I can but give an instance or so of what part is done sleeping and what part
awake, and leave the reader to share what laurels there are, at his own nod,
between myself and my collaborators; and to do this I will first take a book
that a number of persons have been
polite enough to read, the STRANGE CASE OF DR. JEKYLL AND MR. HYDE. I had
long been trying to write a story on this subject, to find a body, a vehicle,
for that strong sense of man's double being which must at times come in upon and
overwhelm the mind of every thinking creature. I had even written one, THE
TRAVELLING COMPANION, which was returned by an editor on the plea that it was a
work of genius and indecent, and which I burned the other day on the ground that
it was not a work of genius, and that JEKYLL had supplanted it. Then came one of
those financial fluctuations to which (with an elegant modesty) I have hitherto
referred in the third person. For two days I went about racking my brains for a
plot of any sort; and on the second night I dreamed the scene at the window, and
a scene afterward split in two, in which Hyde, pursued for some crime, took the
powder and underwent the change in the presence of his pursuers. All the rest
was made awake, and consciously, although I think I can trace in much of it the
manner of my Brownies. The meaning of the tale is therefore mine, and had long
pre-existed in my garden of Adonis, and tried one body after another in vain;
indeed, I do most of the morality, worse luck! and my Brownies have not a
rudiment of what we call a conscience. Mine, too, is the setting, mine the
characters. All that was given me was the matter of three scenes, and the
central idea of a voluntary change becoming involuntary. Will it be thought
ungenerous, after I have been so liberally ladling out praise to my unseen
collaborators, if I here toss them over, bound hand and foot, into the arena of
the critics? For the business of the powders, which so many have censured, is, I
am relieved to say, not mine at all but the Brownies'. Of another tale, in case
the reader should have glanced at it, I may say a word: the not very defensible
story of OLALLA. Here the court, the mother, the mother's niche, Olalla,
Olalla's chamber, the meetings on the stair, the broken window, the ugly scene
of the bite, were all given me in bulk and detail as I have tried to write them;
to this I added only the external scenery (for in my dream I never was beyond
the court), the portrait, the characters of Felipe and the priest, the moral,
such as it is, and the last pages, such as, alas! they are. And I may even say
that in this case the moral itself was given me; for it arose immediately on a
comparison of the mother and the daughter, and from the hideous trick of atavism
in the first. Sometimes a parabolic sense is still more undeniably present in a
dream; sometimes I cannot but suppose my Brownies have been aping Bunyan, and
yet in no case with what would possibly be called a moral in a tract; never with
the ethical narrowness; conveying hints instead of life's larger limitations and
that sort of sense which we seem to perceive in the arabesque of time and space.

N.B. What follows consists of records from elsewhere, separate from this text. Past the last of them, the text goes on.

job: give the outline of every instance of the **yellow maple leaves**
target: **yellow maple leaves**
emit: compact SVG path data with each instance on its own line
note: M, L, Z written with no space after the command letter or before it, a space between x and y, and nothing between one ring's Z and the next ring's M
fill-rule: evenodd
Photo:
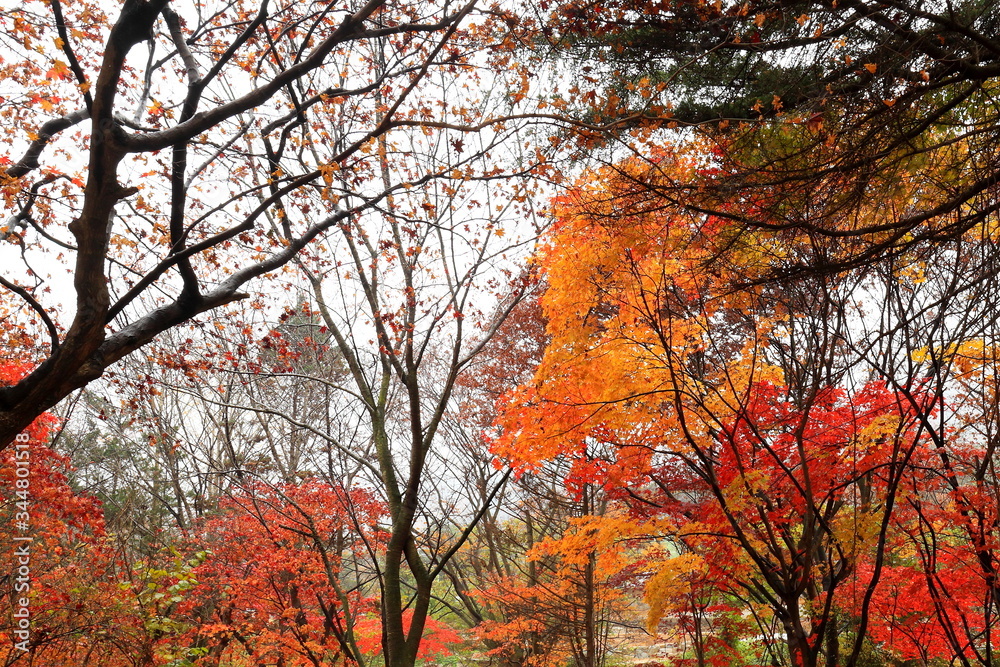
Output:
M685 527L689 528L698 527ZM599 573L597 583L605 603L625 596L608 582L626 571L647 572L643 600L648 606L649 631L655 633L663 616L687 604L685 596L691 594L692 581L707 568L701 556L679 553L683 547L667 537L682 532L663 518L643 521L617 512L579 517L571 520L570 529L560 537L536 545L529 558L555 557L568 589L576 585L575 572L593 567Z
M655 634L664 616L685 606L684 597L691 593L692 575L704 569L704 560L692 553L667 557L658 563L643 594L643 600L649 607L646 629L650 633Z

For the most part, it will be seen, my Brownies are somewhat fantastic, like
their stories hot and hot, full of passion and the picturesque, alive with
animating incident; and they have no prejudice against the supernatural. But the
other day they gave me a surprise, entertaining me with a love-story, a little
April comedy, which I ought certainly to hand over to the author of A CHANCE
ACQUAINTANCE, for he could write it as it should be written, and I am sure
(although I mean to try) that I cannot. - But who would have supposed that a
Brownie of mine should invent a tale for Mr. Howells?